They then cook the meat for a long time at a high temperature and say this ensures it is safe to eat.

There is a great deal of information on the internet about cooking and eating roadkill, however, as with other subjects on the internet, not all the information is necessarily reliable.

So before embarking upon a gastronomic roadkill adventure, be very sure you know what you're doing!

In a hot oiled large saucepan sizzle the meat on all sides, a few pieces at a time, to seal in the juices.

Once browned remove the chunks from the pan and set aside.

Throw in the onions and fry until tender.

Add bacon, mushrooms, celery and herbs.

Give a satisfying stir, and cook for a few minutes.

Add the venison and everything else.

Bring to the boil then let simmer gently for three hours.

It is always better the next day but I usually can’t wait that long. Serve with mashed potato and curly kale.

Roe Jahal firezi

This has got to be fusion cuisine in its most sublime form.

Anglo-Indian venison is so good I wonder why it hasn’t been done before (or if it has, we haven’t seen it). The meat, being very lean, laps up the spices creating a nutritious and warmly satisfying curry.

500g boned Roe deer venison, cubed or big chunks

1 teaspoon cumin seeds
1 teaspoon black mustard seeds
15 fenugreek seeds

200g green pepper sliced long and thin
300g onions
2 teaspoons Worcester sauce
vegetable oil

for the paste:
¾ teaspoon freshly ground black pepper
½ teaspoon chilli powder
2 teaspoons ground cumin
2 teaspoons ground coriander
1/4 teaspoon ground turmeric
1 tablespoon wine vinegar
3 tablespoon water

Make the paste in a cup and put aside.

Brown the meat in some vegetable oil on medium-high heat.

Remove from the pan and add more oil to the pan if needed.

When the pan is hot add all the seeds, within seconds they crackle and pop, smother them with the green pepper and the onions and fry until golden brown.
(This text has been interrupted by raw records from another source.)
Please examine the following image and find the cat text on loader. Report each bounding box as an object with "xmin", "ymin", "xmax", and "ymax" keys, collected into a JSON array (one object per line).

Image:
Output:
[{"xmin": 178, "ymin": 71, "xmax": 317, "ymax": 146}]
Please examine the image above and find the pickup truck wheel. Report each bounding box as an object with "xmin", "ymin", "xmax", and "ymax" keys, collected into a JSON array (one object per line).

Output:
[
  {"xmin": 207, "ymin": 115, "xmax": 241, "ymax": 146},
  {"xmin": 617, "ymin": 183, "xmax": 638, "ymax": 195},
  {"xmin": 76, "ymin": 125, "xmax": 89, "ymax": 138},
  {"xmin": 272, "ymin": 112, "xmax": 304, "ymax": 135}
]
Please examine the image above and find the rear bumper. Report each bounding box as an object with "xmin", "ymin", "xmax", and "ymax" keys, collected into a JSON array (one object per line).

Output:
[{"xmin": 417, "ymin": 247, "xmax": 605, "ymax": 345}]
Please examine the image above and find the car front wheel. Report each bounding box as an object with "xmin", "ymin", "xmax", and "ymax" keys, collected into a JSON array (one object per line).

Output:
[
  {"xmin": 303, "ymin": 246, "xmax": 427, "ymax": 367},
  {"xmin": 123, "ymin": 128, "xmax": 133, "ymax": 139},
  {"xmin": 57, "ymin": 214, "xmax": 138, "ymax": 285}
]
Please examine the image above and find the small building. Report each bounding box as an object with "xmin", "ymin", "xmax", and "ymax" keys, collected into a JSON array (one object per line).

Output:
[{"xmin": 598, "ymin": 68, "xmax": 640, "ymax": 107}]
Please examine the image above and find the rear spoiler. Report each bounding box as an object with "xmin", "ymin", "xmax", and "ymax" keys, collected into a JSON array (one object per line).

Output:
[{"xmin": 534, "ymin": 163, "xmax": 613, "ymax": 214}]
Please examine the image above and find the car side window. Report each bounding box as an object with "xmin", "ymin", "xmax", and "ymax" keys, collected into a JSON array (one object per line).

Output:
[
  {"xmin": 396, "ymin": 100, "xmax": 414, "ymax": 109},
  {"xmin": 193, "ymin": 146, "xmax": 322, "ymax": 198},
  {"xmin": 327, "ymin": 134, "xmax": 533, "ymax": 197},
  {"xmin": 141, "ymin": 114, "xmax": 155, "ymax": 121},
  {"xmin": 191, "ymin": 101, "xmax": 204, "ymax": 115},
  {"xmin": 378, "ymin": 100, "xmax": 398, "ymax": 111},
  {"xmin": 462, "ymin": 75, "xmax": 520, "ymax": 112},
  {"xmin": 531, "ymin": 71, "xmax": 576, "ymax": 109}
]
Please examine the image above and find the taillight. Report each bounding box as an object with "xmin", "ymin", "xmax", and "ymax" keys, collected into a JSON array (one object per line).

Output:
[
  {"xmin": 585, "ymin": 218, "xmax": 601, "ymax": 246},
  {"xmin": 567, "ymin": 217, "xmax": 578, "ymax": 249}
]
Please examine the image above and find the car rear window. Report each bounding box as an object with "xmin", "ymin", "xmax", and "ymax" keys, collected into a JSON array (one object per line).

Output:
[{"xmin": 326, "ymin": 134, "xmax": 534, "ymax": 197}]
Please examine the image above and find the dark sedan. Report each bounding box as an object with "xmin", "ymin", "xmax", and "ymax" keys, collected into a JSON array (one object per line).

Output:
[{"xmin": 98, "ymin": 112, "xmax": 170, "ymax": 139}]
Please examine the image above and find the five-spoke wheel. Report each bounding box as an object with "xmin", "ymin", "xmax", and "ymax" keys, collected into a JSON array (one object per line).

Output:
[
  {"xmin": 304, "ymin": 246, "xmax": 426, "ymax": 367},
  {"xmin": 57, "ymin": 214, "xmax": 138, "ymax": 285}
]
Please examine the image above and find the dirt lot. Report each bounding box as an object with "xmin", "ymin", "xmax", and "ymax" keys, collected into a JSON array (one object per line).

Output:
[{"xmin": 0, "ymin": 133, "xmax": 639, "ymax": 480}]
Add the meat and paste and stir.

Splash on the Worcester sauce and simmer for 2 hours adding water as needed.

Date slice

Dates are great to help the transition away from sugar, and this date slice is certainly sweet.

300g wholemeal flour
150g jumbo oats
200g butter
500g stoned dates

Steam the dates for 5-10 minutes until soft.

Meanwhile, rub the butter into the flour, add oats and continue rubbing until the oats combine.

Gently mix in three table spoons of water.

Divide the crumble mixture into two.

Press one half into a buttered tin 15 by 25 cm (it will be about ¼ inch thick).

Spread the now gooey dates evenly over the oaty base.

Spread the remaining oat crumble on top and press down firmly with a spoon to bind it together.

Bake for 25 minutes at 180 degrees C. Allow to cool and cut into slices.